Something in the expression of her eyes, as she asked that question, warned Magdalen to turn her face further inward from the window than she had turned it yet. The bare doubt whether the housekeeper might not have seen her already under too strong a light shook her self-possession for the moment. She gave herself time to recover it, and merely answered by a bow.

"Accept my excuses, ma'am, for the place in which I am compelled to receive you," proceeded Mrs. Lecount in fluent English, spoken with a foreign accent. "Mr. Vanstone is only here for a temporary purpose. We leave for the sea-side to-morrow afternoon, and it has not been thought worth while to set the house in proper order. Will you take a seat, and oblige me by mentioning the object of your visit?"

She glided imperceptibly a step or two nearer to Magdalen, and placed a chair for her exactly opposite the light from the window. "Pray sit down," said Mrs. Lecount, looking with the tenderest interest at the visitor's inflamed eyes through the visitor's net veil.

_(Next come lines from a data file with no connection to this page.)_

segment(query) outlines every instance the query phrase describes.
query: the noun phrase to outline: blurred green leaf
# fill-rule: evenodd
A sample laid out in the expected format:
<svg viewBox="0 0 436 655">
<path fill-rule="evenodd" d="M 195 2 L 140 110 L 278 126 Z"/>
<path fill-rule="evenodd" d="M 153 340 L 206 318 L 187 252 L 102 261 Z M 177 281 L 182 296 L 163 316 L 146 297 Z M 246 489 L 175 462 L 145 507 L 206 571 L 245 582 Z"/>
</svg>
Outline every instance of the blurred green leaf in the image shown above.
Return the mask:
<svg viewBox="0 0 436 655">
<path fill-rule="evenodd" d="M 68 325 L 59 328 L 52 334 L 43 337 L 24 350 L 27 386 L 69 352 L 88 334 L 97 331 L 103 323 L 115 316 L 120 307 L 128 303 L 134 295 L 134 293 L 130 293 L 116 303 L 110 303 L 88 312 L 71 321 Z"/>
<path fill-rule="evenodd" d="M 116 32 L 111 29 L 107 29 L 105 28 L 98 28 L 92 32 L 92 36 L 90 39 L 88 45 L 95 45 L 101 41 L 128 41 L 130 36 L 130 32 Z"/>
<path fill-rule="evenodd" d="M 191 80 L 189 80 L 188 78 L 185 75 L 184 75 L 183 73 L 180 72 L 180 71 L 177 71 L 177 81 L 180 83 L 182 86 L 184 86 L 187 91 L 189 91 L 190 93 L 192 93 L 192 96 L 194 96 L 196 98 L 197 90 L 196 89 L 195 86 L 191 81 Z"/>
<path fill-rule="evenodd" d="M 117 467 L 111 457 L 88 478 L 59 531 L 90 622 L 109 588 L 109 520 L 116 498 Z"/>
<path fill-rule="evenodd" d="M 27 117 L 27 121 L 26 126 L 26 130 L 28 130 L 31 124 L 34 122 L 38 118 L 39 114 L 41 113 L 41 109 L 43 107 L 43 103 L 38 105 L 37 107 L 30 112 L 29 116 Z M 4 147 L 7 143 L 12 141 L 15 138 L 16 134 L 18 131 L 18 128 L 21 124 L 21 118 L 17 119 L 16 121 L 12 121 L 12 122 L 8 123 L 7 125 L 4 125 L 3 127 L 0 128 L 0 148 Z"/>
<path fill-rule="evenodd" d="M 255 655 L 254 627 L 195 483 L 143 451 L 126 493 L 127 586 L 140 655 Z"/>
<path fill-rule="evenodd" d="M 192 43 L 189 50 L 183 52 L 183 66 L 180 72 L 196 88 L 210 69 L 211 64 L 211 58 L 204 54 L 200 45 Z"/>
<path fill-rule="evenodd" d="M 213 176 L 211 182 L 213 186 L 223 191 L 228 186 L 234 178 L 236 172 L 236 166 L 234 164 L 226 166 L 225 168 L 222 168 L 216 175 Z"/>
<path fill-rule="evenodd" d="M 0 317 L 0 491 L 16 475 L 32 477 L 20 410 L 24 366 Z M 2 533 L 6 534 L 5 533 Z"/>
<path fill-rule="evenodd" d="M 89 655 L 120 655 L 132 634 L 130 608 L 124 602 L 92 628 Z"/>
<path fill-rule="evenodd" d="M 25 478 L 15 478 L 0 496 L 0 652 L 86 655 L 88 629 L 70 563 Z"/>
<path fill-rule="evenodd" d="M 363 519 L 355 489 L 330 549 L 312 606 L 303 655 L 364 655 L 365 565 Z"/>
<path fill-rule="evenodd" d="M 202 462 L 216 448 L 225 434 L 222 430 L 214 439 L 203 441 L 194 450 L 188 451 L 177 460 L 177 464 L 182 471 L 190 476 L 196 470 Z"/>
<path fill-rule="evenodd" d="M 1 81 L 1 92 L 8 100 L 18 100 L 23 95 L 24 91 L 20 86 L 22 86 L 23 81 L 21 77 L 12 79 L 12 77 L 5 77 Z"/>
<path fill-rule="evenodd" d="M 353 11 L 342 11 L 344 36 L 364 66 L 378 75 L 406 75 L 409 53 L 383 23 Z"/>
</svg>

"I am suffering, as you see, from a complaint in the eyes," replied Magdalen, steadily keeping her profile toward the window, and carefully pitching her voice to the tone of Miss Garth's. "I must beg your permission to wear my veil down, and to sit away from the light." She said those words, feeling mistress of herself again. With perfect composure she drew the chair back into the corner of the room beyond the window and seated herself, keeping the shadow of her bonnet well over her face.